M: I'm not an insider at all! No! I'm too short and I've got bow legs. I wasn't supposed to be here at all.
B: I've never been a part of the rock'n'roll thing. I know relatively few rock people. Me and the lads never went out as a gang. I've always felt on the outside. Always put myself there. And, of course, had my own little outsider drug parties but I never wanted to be part of the scene. But I think he has a point, you are part of the scene... you holiday with them, go out with them. I never had that. We still both did alright, though.
M: I'm not an insider. That's crap.
Q: Do you like being a model?
M: Yeah. I do now. I go through phases. I hated it and now... I like it again.
B: The year before I met her, my wife gave up modelling. I have never been to a fashion show in my life. Ever. Iman was one of the first models I had ever gone out with.
M: You're not missing much...
B: I kick myself a little bit cos I hear so much about Lee Alexander [McQueen] and Galliano's shows which are stunning theatrical events. And I've seen video of Iman strutting her stuff and I wish I'd seen her for real. But generally the idea of watching birds walk down a catwalk never appealed to me...
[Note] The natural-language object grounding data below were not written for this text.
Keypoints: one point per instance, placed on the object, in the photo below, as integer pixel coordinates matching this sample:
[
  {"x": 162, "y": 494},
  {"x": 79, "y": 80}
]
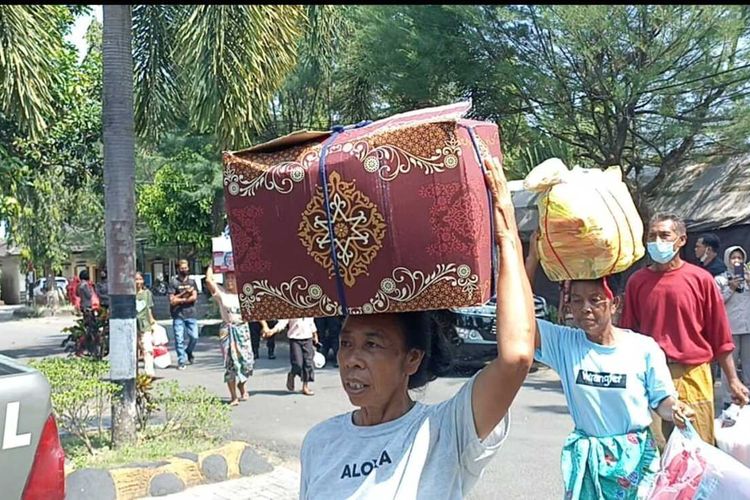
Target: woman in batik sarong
[
  {"x": 234, "y": 334},
  {"x": 612, "y": 379}
]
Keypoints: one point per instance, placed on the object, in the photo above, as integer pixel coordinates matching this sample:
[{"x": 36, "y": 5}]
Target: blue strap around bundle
[
  {"x": 493, "y": 284},
  {"x": 335, "y": 131}
]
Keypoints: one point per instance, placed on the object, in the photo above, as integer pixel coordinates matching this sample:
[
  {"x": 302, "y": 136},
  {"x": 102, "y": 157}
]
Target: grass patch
[{"x": 145, "y": 450}]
M: Well that's what 99.9 per cent of shows are.
B: But she'd known for a while what she wanted to do after modelling - to start a cosmetics company for women of colour. Have you thought about what you want to do?
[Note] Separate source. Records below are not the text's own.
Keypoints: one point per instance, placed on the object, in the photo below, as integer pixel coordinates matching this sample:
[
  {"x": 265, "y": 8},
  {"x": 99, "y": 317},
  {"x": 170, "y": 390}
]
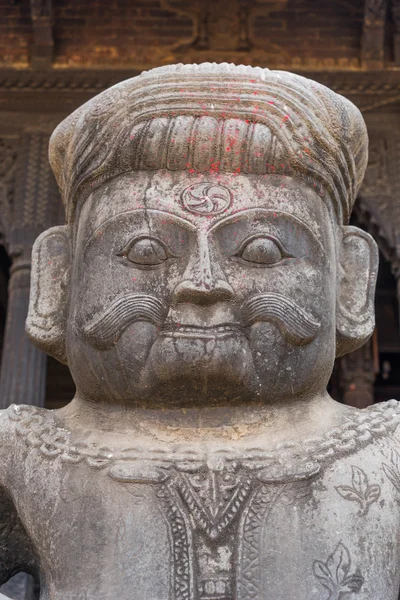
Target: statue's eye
[
  {"x": 145, "y": 251},
  {"x": 262, "y": 251}
]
M: My baby is my focus. But I can still work and make money. And work with great amazing people, artists...
B: But beyond that...
M: I'll stop in a couple of years and then fall into something...
B: I think you should star in a re-make of Poor Cow [Ken Loach's 1967 kitchen-sink drama]. I think you'd be a fantastic actress. In a certain kind of film she'd be dynamite. Like Breaking The Waves, Lars Von Trier's films. Or in a Mike Leigh film...
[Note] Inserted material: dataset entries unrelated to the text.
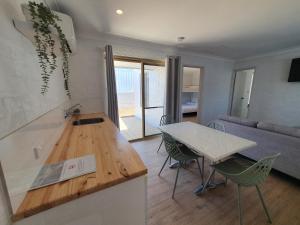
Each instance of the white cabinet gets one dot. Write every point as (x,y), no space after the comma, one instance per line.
(122,204)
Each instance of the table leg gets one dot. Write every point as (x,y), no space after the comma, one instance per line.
(176,164)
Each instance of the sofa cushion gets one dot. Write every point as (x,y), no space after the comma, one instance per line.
(238,120)
(291,131)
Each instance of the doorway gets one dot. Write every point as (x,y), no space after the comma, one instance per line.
(190,93)
(242,93)
(141,93)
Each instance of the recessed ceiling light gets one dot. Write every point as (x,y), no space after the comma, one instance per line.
(119,11)
(180,39)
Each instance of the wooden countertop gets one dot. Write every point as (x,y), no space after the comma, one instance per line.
(116,162)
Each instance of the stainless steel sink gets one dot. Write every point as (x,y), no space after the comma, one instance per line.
(88,121)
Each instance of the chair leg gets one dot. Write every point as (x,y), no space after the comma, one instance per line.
(240,205)
(163,165)
(263,203)
(176,180)
(160,145)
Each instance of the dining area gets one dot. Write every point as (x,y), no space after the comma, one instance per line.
(206,168)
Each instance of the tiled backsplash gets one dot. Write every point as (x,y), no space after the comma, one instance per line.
(24,152)
(22,105)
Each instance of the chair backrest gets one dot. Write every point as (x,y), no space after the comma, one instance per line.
(216,125)
(172,148)
(257,173)
(164,120)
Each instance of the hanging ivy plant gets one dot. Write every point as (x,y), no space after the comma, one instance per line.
(43,18)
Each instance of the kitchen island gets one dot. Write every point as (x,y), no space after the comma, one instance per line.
(115,194)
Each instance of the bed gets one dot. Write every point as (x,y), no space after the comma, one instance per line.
(189,107)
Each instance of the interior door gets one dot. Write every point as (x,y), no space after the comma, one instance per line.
(154,79)
(242,93)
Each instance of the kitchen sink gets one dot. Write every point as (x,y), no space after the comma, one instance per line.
(88,121)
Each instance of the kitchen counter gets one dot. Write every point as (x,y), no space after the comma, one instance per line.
(116,161)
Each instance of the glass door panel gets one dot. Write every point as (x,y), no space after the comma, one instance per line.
(154,97)
(128,81)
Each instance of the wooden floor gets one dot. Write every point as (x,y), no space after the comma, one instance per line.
(215,207)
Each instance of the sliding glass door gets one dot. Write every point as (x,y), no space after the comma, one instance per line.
(141,93)
(128,80)
(154,95)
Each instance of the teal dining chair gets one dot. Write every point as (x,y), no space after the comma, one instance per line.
(182,154)
(247,173)
(164,120)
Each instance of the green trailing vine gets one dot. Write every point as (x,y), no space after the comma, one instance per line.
(43,18)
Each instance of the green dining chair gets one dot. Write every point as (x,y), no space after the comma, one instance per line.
(182,154)
(164,120)
(247,173)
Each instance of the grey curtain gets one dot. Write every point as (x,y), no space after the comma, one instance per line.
(112,100)
(173,89)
Q: Do you need to earn more money? How much is enough? Can't it stifle creativity?
M: I don't base everything on money. I've been here for three weeks and I haven't earned a penny!

B: [laughing his head off] Earned nothing? That's outrageous, madam! I think that's the loveliest thing that's been said today!
M: I don't care! It's true! I have to pay the bloody hotels and room service, I tell ya! It doesn't revolve around money but if I get offered a lot of money for a picture I do it.
B: I'm going to phone my agent. I've been bloody sitting here for hours and I haven't earned any money! Let me ask you, I can't bear photo-sessions. I used to love them because I was a tyrant when I was young. I'd have 10 ideas and tell everyone, "This is what we're going to do." I was young... Did you ever feel in control?